The fiscal system may inadvertently increase deforestation

Indonesia’s palm oil sector has been making headlines recently because of the sector’s connection with fires from peatland conversion. Late last year, President Joko “Jokowi” Widodo announced a shift in peatland management, with policies designed to halt agricultural expansion into peat forests while facilitating the rehabilitation of already degraded peatlands.

Given the economic importance of palm oil, Indonesian policy makers, industry, and communities are looking for ways to grow the sector’s productivity without contributing to this deforestation and emissions.

Indonesia's palm oil revenuesCPI analysts recently looked at how fiscal incentives for palm oil – and land use more broadly – could be adjusted to contribute to a more efficient and sustainable sector.

This graphic, produced by Tim Varga and Angela Falconer, shows that of the nearly one billion USD the Indonesian government collects annually in tax revenues from palm oil, less than 15% goes to the regions that produce the crop.
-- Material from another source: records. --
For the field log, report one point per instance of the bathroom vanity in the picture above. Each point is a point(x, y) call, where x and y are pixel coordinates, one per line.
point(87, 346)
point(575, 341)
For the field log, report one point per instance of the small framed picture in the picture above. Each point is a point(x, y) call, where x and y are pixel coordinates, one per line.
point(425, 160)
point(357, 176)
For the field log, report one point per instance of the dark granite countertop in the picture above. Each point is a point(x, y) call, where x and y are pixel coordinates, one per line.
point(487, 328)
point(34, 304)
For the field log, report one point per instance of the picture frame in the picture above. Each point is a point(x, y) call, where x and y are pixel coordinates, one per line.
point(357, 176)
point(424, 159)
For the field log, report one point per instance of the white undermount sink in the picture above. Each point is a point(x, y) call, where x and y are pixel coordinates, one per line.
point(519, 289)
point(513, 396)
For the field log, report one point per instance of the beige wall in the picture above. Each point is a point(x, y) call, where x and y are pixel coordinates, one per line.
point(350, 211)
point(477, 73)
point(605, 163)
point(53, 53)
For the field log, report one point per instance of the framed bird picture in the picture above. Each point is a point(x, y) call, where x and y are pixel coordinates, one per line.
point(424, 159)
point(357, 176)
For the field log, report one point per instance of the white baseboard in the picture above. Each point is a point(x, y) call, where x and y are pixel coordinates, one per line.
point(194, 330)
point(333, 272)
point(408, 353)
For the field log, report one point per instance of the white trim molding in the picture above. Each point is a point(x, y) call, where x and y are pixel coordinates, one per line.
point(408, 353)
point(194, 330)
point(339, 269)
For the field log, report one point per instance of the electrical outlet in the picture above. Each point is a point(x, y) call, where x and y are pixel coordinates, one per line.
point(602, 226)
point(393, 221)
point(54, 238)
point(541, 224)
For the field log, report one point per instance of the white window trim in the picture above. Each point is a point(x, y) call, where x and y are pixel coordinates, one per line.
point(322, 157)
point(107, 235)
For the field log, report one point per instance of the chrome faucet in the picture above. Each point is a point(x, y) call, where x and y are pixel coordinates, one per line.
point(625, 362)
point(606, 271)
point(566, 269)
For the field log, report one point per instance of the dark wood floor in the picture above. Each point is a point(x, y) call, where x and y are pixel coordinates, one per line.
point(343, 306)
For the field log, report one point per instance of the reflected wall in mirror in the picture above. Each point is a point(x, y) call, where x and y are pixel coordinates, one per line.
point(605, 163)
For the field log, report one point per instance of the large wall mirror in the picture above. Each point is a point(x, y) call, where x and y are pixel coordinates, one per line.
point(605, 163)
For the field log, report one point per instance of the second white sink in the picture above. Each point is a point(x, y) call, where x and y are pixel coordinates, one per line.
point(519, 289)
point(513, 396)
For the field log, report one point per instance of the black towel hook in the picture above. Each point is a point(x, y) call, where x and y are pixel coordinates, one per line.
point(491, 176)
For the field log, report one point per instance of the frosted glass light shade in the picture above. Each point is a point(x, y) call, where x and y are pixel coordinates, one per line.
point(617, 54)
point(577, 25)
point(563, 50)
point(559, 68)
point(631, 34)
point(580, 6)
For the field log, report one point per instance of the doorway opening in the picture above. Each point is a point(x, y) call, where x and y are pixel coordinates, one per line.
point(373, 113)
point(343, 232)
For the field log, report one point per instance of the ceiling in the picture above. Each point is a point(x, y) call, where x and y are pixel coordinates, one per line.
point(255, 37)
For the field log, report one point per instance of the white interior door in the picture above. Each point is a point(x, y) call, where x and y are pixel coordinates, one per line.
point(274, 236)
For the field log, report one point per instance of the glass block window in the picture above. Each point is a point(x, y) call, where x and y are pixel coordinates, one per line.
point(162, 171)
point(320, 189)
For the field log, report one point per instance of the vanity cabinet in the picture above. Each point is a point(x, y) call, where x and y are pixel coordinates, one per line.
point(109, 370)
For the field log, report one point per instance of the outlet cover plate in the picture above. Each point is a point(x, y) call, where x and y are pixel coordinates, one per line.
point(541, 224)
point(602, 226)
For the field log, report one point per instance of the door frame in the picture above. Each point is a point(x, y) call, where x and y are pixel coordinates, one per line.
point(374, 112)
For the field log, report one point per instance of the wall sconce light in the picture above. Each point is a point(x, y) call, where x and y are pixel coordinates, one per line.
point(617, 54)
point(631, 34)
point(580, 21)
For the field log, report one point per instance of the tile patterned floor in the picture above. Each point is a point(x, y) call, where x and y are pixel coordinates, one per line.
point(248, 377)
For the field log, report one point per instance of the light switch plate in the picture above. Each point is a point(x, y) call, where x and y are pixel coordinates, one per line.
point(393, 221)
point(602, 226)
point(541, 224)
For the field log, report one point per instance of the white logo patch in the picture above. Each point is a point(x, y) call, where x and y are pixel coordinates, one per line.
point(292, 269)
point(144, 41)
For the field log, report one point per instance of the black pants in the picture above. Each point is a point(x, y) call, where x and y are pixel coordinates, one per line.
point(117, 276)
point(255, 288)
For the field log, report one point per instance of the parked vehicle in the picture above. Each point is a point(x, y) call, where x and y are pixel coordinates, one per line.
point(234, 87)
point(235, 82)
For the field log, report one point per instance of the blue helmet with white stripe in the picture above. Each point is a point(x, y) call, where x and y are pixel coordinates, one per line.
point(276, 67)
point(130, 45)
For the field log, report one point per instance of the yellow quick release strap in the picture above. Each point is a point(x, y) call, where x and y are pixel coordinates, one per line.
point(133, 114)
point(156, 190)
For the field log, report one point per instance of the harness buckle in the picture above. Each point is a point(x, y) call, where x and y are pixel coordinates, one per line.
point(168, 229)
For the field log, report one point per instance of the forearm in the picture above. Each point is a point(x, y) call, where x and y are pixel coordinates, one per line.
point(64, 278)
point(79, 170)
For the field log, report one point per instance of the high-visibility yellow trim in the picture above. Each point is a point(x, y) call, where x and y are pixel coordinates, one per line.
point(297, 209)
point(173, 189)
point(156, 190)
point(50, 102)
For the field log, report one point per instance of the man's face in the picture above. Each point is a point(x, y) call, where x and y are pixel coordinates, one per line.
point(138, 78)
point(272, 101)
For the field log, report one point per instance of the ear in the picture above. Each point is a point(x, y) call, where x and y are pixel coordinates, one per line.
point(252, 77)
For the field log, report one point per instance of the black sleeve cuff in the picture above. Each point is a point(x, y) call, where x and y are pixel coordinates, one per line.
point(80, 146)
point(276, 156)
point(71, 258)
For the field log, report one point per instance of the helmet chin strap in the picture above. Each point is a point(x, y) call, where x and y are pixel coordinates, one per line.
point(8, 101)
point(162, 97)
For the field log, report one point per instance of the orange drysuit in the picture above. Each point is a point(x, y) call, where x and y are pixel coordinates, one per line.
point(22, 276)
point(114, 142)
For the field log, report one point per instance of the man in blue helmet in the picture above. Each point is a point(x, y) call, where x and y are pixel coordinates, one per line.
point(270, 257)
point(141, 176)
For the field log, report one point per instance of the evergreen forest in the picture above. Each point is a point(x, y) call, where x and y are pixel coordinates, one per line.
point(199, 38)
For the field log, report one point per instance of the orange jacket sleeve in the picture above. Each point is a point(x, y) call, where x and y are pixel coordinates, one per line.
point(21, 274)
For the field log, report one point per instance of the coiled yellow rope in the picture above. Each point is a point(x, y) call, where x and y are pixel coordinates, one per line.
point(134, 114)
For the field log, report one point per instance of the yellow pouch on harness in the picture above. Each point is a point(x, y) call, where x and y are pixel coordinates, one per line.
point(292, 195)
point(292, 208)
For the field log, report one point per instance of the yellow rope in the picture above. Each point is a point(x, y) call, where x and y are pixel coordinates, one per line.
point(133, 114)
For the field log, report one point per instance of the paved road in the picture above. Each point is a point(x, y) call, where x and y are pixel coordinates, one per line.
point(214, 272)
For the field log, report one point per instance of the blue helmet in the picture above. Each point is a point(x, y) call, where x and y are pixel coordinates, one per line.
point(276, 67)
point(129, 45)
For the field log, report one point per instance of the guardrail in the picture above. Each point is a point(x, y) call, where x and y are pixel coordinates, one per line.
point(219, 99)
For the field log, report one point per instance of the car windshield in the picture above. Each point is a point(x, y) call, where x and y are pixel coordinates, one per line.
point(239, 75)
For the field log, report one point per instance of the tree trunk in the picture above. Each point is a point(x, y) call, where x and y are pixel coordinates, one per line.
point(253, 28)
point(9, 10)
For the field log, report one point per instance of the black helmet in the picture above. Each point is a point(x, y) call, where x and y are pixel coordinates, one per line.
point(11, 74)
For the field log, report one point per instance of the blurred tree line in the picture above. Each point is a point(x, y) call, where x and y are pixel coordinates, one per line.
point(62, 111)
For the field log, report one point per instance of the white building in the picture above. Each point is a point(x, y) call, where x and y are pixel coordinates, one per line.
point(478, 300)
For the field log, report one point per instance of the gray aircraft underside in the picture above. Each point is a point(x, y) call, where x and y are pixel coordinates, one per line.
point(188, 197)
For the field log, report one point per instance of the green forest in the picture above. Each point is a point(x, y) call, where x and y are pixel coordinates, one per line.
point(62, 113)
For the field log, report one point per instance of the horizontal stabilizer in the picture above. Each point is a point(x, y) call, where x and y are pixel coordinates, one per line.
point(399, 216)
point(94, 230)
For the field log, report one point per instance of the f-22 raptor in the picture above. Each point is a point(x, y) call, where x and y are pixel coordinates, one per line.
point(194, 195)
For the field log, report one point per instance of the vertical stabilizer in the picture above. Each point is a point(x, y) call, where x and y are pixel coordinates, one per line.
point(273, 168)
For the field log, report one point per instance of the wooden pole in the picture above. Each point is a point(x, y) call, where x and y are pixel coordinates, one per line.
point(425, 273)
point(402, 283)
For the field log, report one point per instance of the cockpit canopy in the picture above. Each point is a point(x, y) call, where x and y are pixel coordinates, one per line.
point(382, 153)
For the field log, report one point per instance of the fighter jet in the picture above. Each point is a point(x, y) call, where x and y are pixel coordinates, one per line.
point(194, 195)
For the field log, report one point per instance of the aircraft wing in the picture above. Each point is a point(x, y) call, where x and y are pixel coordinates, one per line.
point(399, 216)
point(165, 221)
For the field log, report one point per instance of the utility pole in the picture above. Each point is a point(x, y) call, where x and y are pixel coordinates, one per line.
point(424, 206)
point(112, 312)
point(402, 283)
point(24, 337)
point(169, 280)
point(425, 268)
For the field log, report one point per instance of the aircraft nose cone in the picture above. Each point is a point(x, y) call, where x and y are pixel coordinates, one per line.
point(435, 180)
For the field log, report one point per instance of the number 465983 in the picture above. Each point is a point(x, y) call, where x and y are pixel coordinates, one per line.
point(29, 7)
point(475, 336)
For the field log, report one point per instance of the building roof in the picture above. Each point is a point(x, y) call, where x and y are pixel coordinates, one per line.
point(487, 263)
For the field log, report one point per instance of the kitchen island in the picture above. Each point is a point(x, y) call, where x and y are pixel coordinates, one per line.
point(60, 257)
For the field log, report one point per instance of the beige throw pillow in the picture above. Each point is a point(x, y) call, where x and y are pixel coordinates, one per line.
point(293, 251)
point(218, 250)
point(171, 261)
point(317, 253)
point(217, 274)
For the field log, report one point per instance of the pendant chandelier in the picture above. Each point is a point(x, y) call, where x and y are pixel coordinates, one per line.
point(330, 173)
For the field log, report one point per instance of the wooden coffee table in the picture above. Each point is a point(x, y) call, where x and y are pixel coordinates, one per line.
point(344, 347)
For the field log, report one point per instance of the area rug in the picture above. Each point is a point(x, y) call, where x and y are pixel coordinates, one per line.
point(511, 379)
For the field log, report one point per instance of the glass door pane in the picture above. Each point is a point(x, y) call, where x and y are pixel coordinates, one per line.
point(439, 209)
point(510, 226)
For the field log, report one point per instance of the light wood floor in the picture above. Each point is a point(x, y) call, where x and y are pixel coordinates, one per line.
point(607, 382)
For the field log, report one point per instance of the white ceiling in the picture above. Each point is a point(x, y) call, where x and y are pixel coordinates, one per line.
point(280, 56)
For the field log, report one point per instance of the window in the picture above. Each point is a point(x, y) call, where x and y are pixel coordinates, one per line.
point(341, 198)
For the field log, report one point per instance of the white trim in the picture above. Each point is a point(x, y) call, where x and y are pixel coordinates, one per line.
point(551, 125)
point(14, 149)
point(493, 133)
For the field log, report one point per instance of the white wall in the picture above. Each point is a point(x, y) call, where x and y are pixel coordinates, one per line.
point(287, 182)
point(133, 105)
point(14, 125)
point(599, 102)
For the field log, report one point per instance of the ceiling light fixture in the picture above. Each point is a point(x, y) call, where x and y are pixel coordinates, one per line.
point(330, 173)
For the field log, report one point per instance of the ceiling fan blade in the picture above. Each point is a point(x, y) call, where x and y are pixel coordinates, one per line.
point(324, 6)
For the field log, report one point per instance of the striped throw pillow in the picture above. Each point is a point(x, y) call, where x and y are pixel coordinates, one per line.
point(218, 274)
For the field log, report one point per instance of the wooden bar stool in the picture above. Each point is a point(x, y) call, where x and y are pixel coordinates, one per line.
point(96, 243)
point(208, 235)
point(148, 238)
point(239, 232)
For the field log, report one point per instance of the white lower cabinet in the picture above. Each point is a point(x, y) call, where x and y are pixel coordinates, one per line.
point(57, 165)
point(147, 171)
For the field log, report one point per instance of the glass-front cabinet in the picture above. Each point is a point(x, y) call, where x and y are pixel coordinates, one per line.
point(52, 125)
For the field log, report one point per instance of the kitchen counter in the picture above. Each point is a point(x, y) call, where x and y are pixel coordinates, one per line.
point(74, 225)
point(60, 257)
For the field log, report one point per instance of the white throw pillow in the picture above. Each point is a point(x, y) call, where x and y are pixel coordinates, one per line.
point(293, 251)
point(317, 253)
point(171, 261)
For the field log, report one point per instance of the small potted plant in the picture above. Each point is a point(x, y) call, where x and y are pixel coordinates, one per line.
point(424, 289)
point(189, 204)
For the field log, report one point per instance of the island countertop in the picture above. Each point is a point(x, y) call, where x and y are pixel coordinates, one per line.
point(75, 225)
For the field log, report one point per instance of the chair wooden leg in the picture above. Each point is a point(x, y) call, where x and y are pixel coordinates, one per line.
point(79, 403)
This distribution is much smaller than it is for other sectors. For example, in mining, 80% of royalties, or over one billion USD, goes to regional governments. Comparatively, regions receive a much smaller share of revenues from palm oil, and in fact, one of the only paths for regional governments to gain revenues from palm oil is through granting land permits. As a result, Indonesia’s current revenue collection and distribution system may indirectly incentivize land expansion and peatland conversion over other more sustainable means of growing the sector’s productivity. The study recommends adjustments to revenue sharing mechanisms as a way to increase productivity and meet the government’s goals.